Une question importante est celle de la relation entre les habitants, les villes et les services de VSGP. Au moins dans certaines villes, il y a une réunion régulière entre la ville et le service concerné de VSGP (par exemple pour les travaux de voirie). Les habitants devraient pouvoir faire appel à un « médiateur » de la ville s’il n’arrive pas à contacter VSGP sur un problème. Cela existe certainement en partie (voir à Sceaux les réunions à propos du Paladin et de ses horaires) sans que ce soit vraiment systématique et fluide. Pour ne plus entendre les phrases du type « la mairie m’a dit que ce n’est pas eux qui font, mais VSGP »

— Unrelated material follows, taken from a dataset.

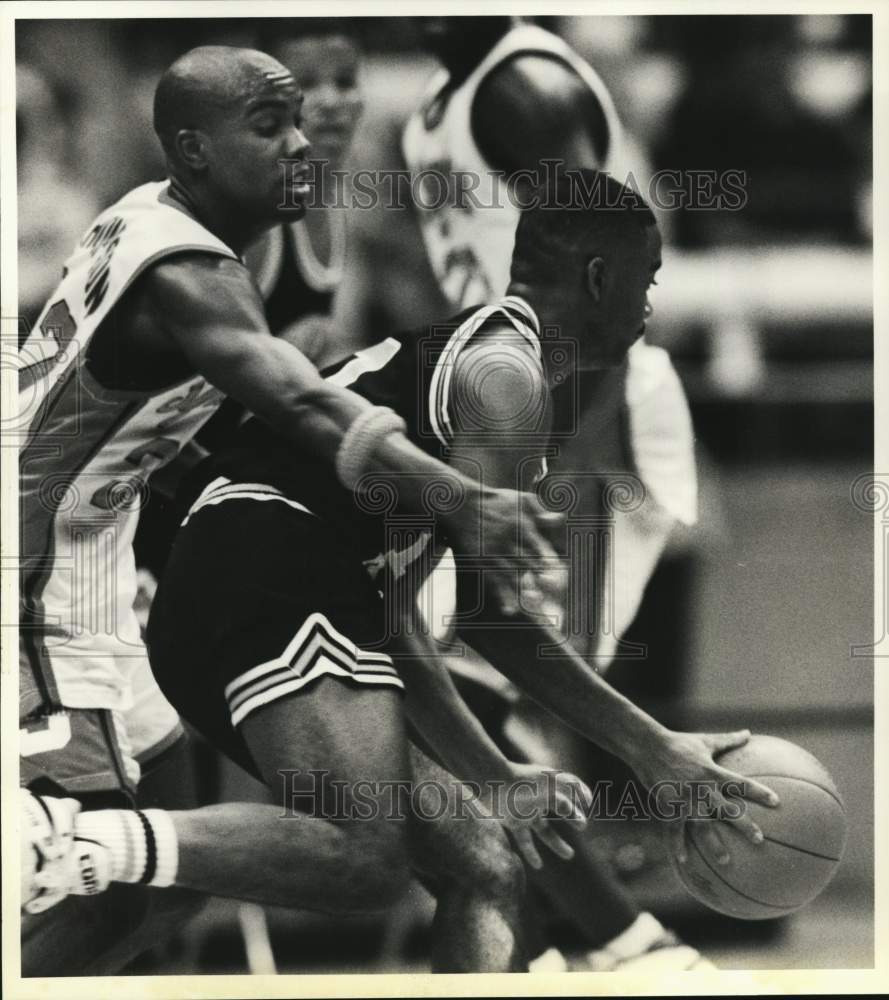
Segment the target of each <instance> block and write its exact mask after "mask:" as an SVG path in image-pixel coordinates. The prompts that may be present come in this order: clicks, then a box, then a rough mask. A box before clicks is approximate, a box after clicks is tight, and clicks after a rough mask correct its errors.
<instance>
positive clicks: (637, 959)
mask: <svg viewBox="0 0 889 1000" xmlns="http://www.w3.org/2000/svg"><path fill="white" fill-rule="evenodd" d="M571 967H572V970H573V971H578V972H579V971H585V972H703V971H706V970H711V971H712V970H715V969H716V966H715V965H714V964H713V963H712V962H710V961H708V960H707V959H706V958H704V957H703V956H702V955H701V953H700V952H699V951H698V950H697V949H696V948H692V947H691V945H687V944H682V942H681V941H680V940H679V938H677V937H676V935H675V934H674V933H673V932H672V931H668V930H667V929H666V928H665V927H664V926H663V925H662V924H661V922H660V921H659V920H658V919H657V918H656V917H654V916H653V915H652V914H650V913H640V914H639V916H638V917H637V918H636V920H635V921H634V922H633V923H632V924H631V925H630V926H629V927H628V928H627V929H626V930H625V931H623V932H622V933H621V934H619V935H618V936H617V937H616V938H614V939H613V940H612V941H609V942H608V944H606V945H605V946H604V947H602V948H598V949H596V950H595V951H589V952H587V953H586V954H585V955H584V956H583V957H582V958H581V959H579V960H578V961H576V962H572V966H571Z"/></svg>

Au niveau de VSGP, comment estimer si un service est plus efficacement géré s’il est délégué à VSGP ? En n’oubliant pas de compter dans les coûts de VSGP ce qu’on appelle les coûts de transaction.
Les compétences
VSGP, comme les autres EPT, a certaines compétences de plein droit (voir liste complète ici). Par exemple l’assainissement et l’eau, la gestion des déchets ménagers, la responsabilité d’élaborer un plan local d’urbanisme intercommunal (PLUI), et un plan climat-air-énergie. Le PLUi et le PCAET doivent être conformes aux plans correspondants au niveau de MGP.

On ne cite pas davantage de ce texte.